Pipeline version 4.0
Summary
Many minor changes to all somatic algorithms plus addition of GRIDSS structural variant caller.
Removal of KG pipeline and removal of tumor GATK calling.
Various resources and JARs used by the pipeline can be found on https://resources.hartwigmedicalfoundation.nl.
Improvements to somatic SNV / Indel calling
- To improve sensitivity, variants on known pathogenic locations are retained all the way through Strelka if they are called by the initial Strelka (raw) caller. The list used by HMF can be found on the resources page and is based on CiViC, CGI and OncoKB, appended with a few promotor positions in TERT gene.
- Post-strelka, variants are annotated with a mapping probability based on information known about the mappability of positions in the ref genome.
- Switched from Germline PON v1.1 to Germline PON v2.0
- Added a Somatic PON which filters out specific Strelka artefacts.
- Added MNV merging. Variants that potentially affect the same codon(s) are checked for phasing and merged if they are phased. This is done within the Strelka Post Process JAR.
- Cosmic annotation has been adjusted such that the COSMIC ID for every transcript affected by a variant is included, not just a random single COSMIC ID. Information is provided in the INFO to pick the COSMIC ID for a specific transcript.
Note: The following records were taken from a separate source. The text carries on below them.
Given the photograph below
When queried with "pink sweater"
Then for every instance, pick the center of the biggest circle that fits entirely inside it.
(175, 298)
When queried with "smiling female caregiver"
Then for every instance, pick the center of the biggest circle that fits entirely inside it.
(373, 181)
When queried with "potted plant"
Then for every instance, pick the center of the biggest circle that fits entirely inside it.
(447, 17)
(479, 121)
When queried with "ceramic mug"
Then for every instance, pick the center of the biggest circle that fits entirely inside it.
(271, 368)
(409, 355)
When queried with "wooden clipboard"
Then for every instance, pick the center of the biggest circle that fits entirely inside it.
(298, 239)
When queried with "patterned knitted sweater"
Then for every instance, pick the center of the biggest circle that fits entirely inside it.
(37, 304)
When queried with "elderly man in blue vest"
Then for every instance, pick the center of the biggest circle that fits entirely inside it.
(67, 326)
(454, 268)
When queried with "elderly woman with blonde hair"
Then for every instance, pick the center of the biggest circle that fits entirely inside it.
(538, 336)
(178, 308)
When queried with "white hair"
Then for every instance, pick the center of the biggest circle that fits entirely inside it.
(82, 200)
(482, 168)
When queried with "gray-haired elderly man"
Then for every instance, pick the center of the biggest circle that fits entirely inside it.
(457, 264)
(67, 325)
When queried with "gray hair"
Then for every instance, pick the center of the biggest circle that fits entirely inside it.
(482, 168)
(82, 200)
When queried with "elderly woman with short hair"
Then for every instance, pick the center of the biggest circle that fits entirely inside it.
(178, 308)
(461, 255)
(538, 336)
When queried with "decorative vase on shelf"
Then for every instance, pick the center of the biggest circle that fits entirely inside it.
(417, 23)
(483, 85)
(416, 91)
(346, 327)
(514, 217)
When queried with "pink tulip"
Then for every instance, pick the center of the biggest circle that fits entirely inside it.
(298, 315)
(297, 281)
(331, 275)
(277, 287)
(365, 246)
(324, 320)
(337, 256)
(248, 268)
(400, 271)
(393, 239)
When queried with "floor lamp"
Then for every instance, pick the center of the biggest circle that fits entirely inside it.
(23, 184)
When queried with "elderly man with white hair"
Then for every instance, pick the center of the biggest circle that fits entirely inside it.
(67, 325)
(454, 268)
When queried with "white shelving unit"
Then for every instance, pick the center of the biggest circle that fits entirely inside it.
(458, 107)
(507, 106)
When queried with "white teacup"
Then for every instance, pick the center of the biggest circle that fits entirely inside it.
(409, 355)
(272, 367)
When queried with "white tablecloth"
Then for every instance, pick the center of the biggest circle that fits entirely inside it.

Added GRIDSS as an additional somatic structural variant caller
- GRIDSS is implemented next to Manta/BPI and our intention is to eventually replace Manta/BPI since we expect it to perform better across our cohort of samples. All documentation on GRIDSS can be found on https://github.com/PapenfussLab/gridss.
Other changes
- Germline calling is now only performed on the reference sample and hence the germline VCF contains the calls for just one sample.
- Every final VCF (germline, somatic, sv, etc) is gzipped and a tabix index is provided along with the gzipped VCF.
- The kinship test to detect sample swaps is replaced by a test based on BAF scores. The main reason is that kinship penalises het-to-hom transitions, which happen in relation to the degree of LOH. Using BAFs, we can detect sample swaps by observing a mean BAF that significantly deviates from 0.5, which is independent of degree of LOH in the tumor.
- The QC checks are now run as part of the pipeline while they previously used to be a post-pipeline step.
- KG configuration is no longer supported, but there is an INI to analyse just a single sample. This ini runs the algorithms that would normally be run on the reference sample of a somatic pair of samples.
New tool versions
- GRIDSS introduced at version v1.8.0 (using bwa v0.7.17)
Version changes
- Purple v1.2 to v2.14
- Cobalt v1.0 to v1.4
- Amber v1.0 to v1.5
- BPI v1.2 to v1.6
- Strelka Post Process v1.0 to v1.4
- HealthChecker v2.1 to v2.4
- GATK v3.4.46 to v3.8
- snpEff v4.1h to v4.3s
Quality
Since we don't have a KG pipeline anymore we don't report germline precision and sensitivity.
The somatic precision and sensitivity of SNVs and Indels is determined on an internally sequenced GIAB-mix of 70% NA24385 and 30% NA12878 against 100% of NA24385 as reference sample. Results are as follows:
Somatic precision & sensitivity
Type | Algo | TP | FP | FN | Prec | Sens | Δ Prec | Δ Sens |
---|---|---|---|---|---|---|---|---|
INDEL | Strelka | 74360 | 641 | 22412 | 99,1% | 76,8% | -0.1% | -0.2% |
SNV | Strelka | 955590 | 1253 | 38084 | 99,9% | 96,2% | 0% | 0% |
MNV | Strelka | 6868 | 21 | 0 | 99,7% | 100,0% | - | - |
- Note: The differences between v3 are entirely attributed to changes we made in the way we measure the above numbers. Running the same method between v3 and v4 yields no differences which is as-expected since we made no changes that significantly affects either sensitivity or precision.
In addition, to measure exact false positive rate, we analyse a sample against itself in roughly 30x/100x coverage. With pipeline v4.0 release we find 136 false positives in total across the whole genome (109 SNVs and 27 INDELs).